Top Five Micronations


06 Monday 06th December 2010

Most countries are, quite frankly, far too big. Gone are the days when a nation's leader could cast a truly omnipotent gaze over his people - or so we thought. Hidden far at sea and deep in the hills, beyond the reach of Google Streetview, micronations reignCar-free fiefdomsbird-shit republics, de facto sovereignties on sea forts - we sought out the weirdest, the smallest and the most obscure in order to bring them to you, dear reader.
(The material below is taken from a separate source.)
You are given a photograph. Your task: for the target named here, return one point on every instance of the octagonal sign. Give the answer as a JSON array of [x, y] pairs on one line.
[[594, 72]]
Sark was, until recently, the last remaining feudal state in Europe. Though a crown dependency like nearby Guernsey, it is independent of the UK and was run by a Lord (the 'Seigneur') who granted land in return for military service. Due to its isolation from the mainland, they've developed all sorts of quirks, such as their own language (Sercquias), and a total lack of cars (horse-drawn carriages are used instead). It also remains a bastion against the smoking ban. Of course, such an idyllic place is bound to be coveted. Back in 1990 an armed French nuclear physicist tried to invade, but was arrested by a solitary officer before he made much progress.
However, last year the island finally decided they would have to modernise to democracy in order to comply with the European Convention on Human Rights. This was necessary as billionaire twin brothers the Barclays (owners of the Ritz and Telegraph) were attempting to challenge Sark law on inheritance, claiming it contravened their human rights (we presume to drive cars and keep the enormous mock-gothic pile they've built on their private island off the coast). Elections were held, and the Barclays produced a glossy pamphlet, promoting their favoured candidates over supporters of the establishment. Unfortunately, fans of the Seigneur were voted in at a ratio of 9-2, and consequently the Barclays chose to close their numerous businesses on Sark, making a quarter of the population redundant. Donations kept the island from falling under the pressure of their would-be oligarchs, and eventually some of the businesses were reopened.
Sealand is the smallest area to lay claim to nation status, with a total area of a only 550 metres square. It was just an abandoned sea fort six miles off the coast of Suffolk, until Major Paddy Roy Bates landed with his family, laying claim to it as his own sovereign state. It was originally outside of British territory, but now we've slyly increased those limits to twelve miles beyond our land borders, enveloping it. It remains in murky legal water however.
Back in 1978, a German attempted an invasion, claiming that he was the Prime Minister of Sealand. As Bates wasn't there, he held his 15 year-old son Prince Michael hostage. His enraged father reclaimed his kingdom by force in a helicopter assault, counter-hostaging the German on counts of treason against Sealand (as he held a Sealand passport). Things got ugly, and German diplomats had to get involved. They have now revoked all passports to combat thousands of fakes flooding the market, so you can't have one. Sealand dollar coins do still exist. A couple of years ago, Pirate Bay tried to buy the principality in order to escape international copyright laws, but the deal fell through.
Hutt River Province
The Hutt River Province broke away from Western Australia in 1970 because of a dispute over wheat quotas. There was universal agreement among the 13,000 population, who would have been bankrupted by the new laws. Naturally the Australian government kicked up a fuss but to avoid prosecution the Hutts appointed a Prince to gain protection under British law. Today they boast a thriving economy based on the Hutt River Dollar and rely on the military might of the Hutt River Defence Force. Citizens may have dual nationality but the borders are strictly enforced. For all their protestations, the Ozzie government has yet to lift a finger.
The world's smallest independent republic, but maybe it shouldn't be. After a series of occupations by Britain, Australia and the Japanese, Nauru was granted its freedom in 1968. It joined the UN in 1999. Of late the country has been crippled by an over-reliance on depleting phosphate resources (fossilised bird shit), which forces the islanders to live on $20 million dollars a year of handouts from the Australian government.
The capital of the Jewish Autonomous ‘oblast', based in Eastern Russia. Created by Stalin in 1934 as a way of quarantining the perceived threat of Judaism, today only five percent of the population are actually Jewish. Until the collapse of the Soviet Union, Birobidzhan was encouraged to practise Russian politics. The main industries are textiles and tractor production. The town entered the history books in 2007 for creating the world's largest menorah.